O KNSC11 anunciou a distribuição de R$ 0,10 por cota referente à competência de maio de 2026, mantendo o mesmo valor do mês anterior. O pagamento ocorrerá em 12 de junho de 2026 e segue as regras gerais dos fundos imobiliários para isenção de Imposto de Renda a pessoas físicas que atendam às condições legais.
Para ter direito aos proventos, os investidores precisavam estar posicionados até o fechamento de 29 de maio de 2026, data-base definida para esta distribuição. Com base na cotação de abril, de R$ 9,21, o rendimento indica um Dividend Yield mensal de aproximadamente 1,08%, reforçando a previsibilidade da renda do fundo.

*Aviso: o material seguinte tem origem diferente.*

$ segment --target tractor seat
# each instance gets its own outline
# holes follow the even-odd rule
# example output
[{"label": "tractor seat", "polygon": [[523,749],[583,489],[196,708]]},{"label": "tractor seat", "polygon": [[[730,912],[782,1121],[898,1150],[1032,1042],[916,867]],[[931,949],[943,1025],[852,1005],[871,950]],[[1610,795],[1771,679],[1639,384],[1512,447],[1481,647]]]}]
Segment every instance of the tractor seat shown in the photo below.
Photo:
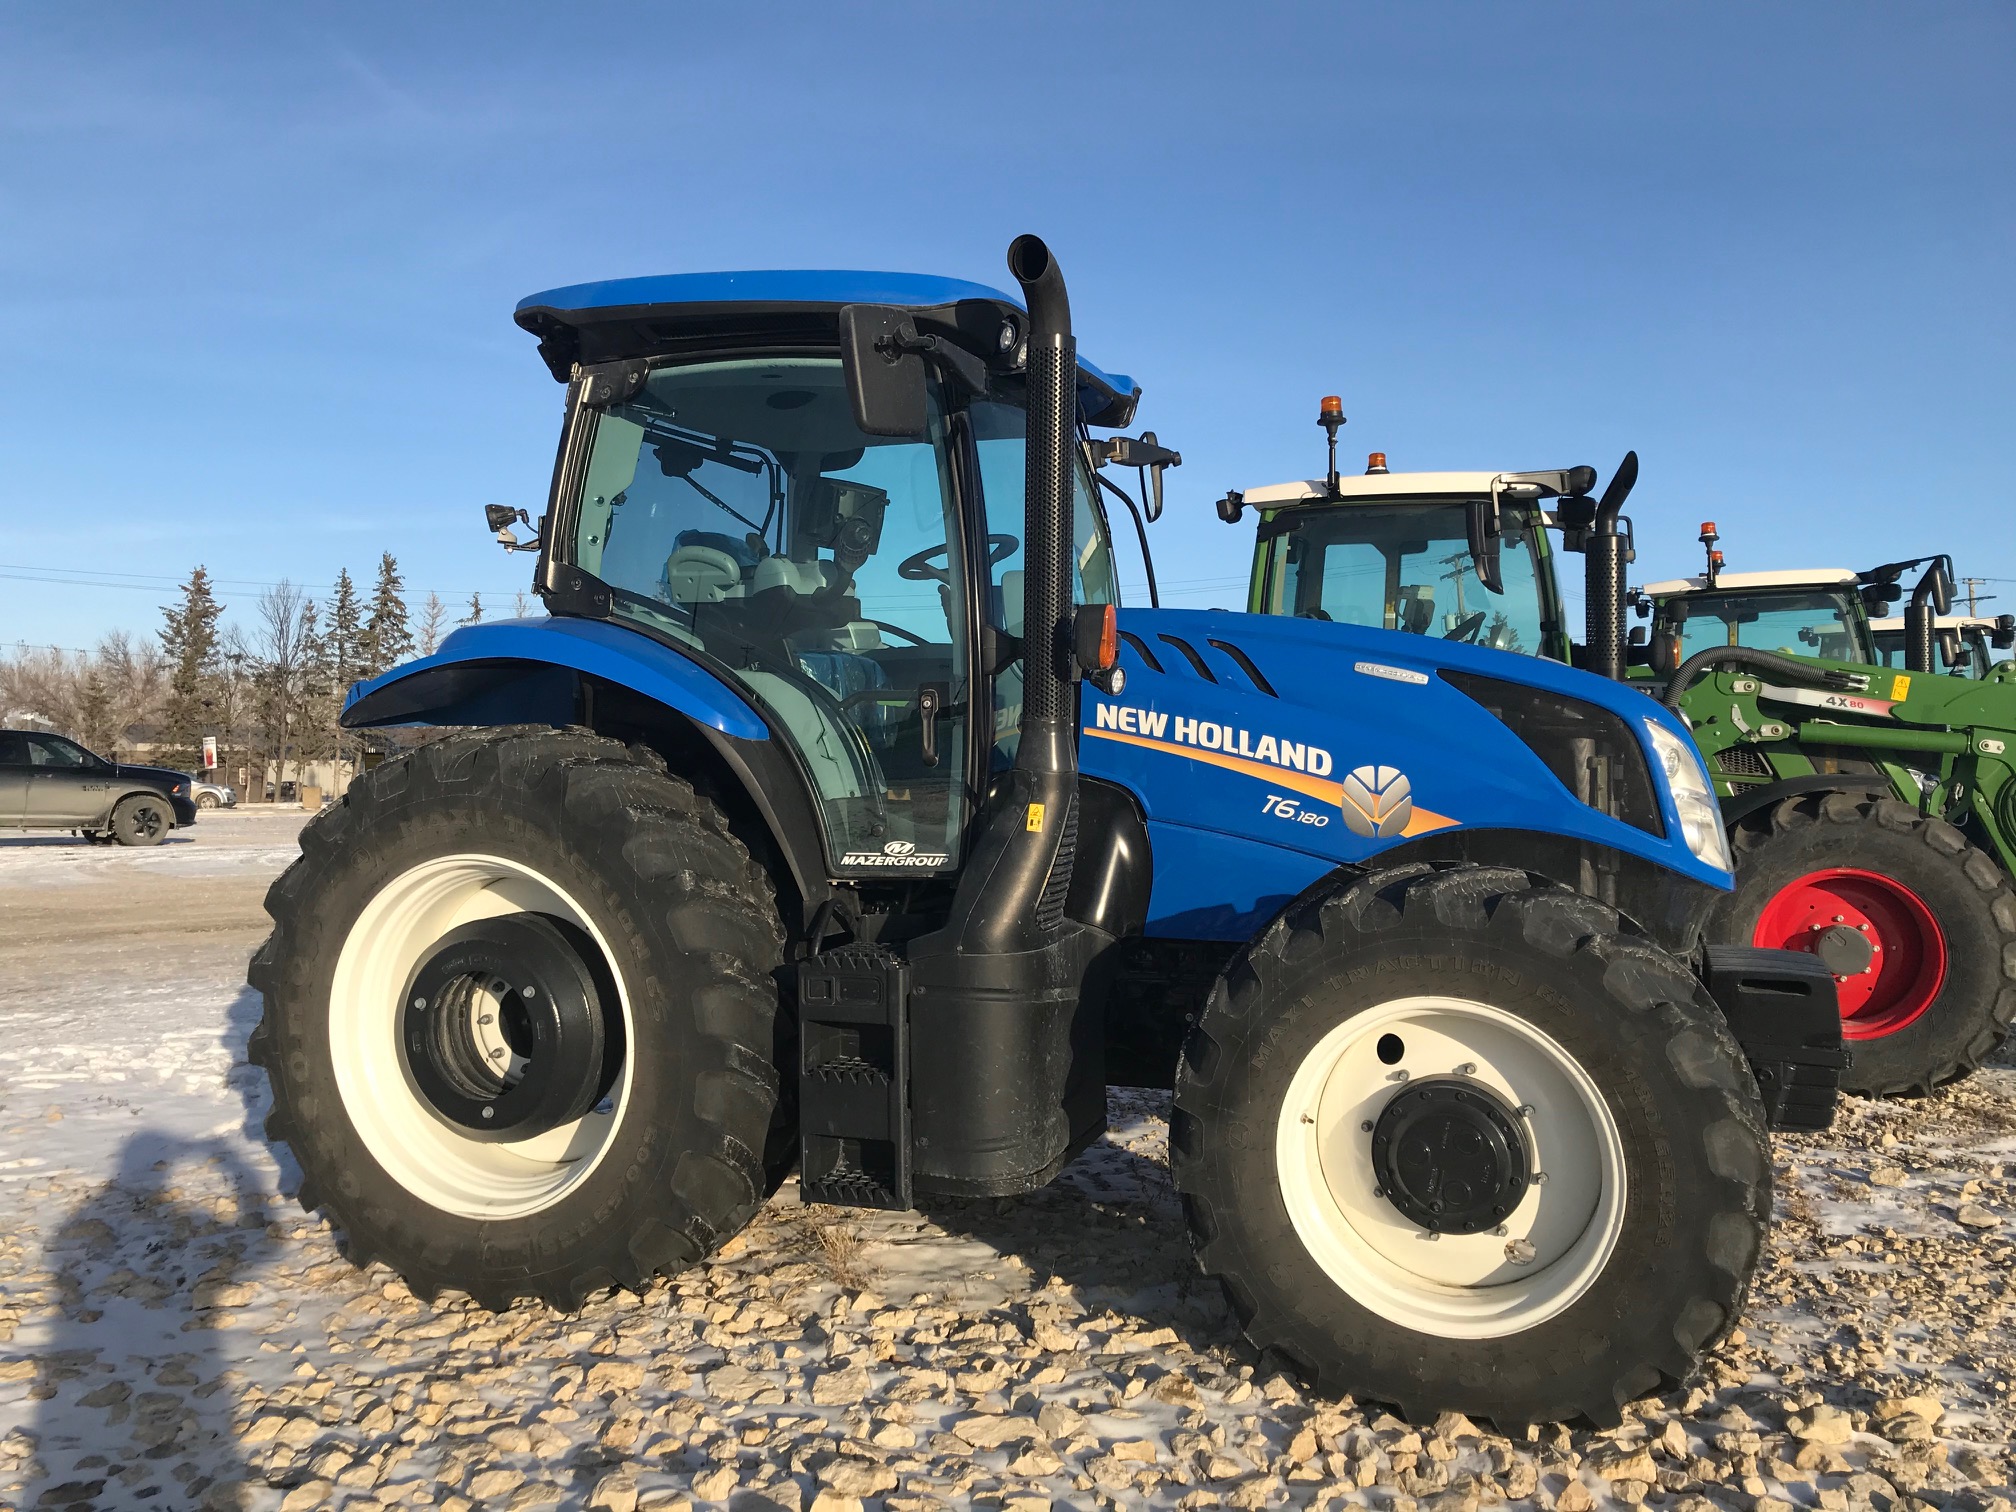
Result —
[{"label": "tractor seat", "polygon": [[742,597],[742,565],[712,546],[681,546],[665,559],[665,597],[674,604],[718,604]]},{"label": "tractor seat", "polygon": [[756,564],[749,592],[754,595],[772,588],[788,588],[801,596],[810,595],[832,583],[833,571],[831,562],[795,562],[789,557],[769,556]]}]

A carteira do fundo imobiliário KNSC11 apresenta alocação majoritária em indexadores de inflação, com 55,2% atrelados ao IPCA. Essa composição favorece proteção real do capital, especialmente em cenários de pressão inflacionária, enquanto os ativos referenciados ao CDI (36,6%) e à Selic (8,3%) contribuem para equilíbrio tático.
Ao fim de abril, o FII mantinha 98,3% do patrimônio líquido em ativos-alvo, incluindo CRIs e participações em outros FIIs. O portfólio também contemplava 2,5% em LCI e 9,1% em caixa, reforçando a liquidez e a capacidade de aproveitar oportunidades de mercado. Entre as posições, há exposição ao FII Ícone, com remuneração alvo de INCC-DI + 13,0%, ampliando a diversificação.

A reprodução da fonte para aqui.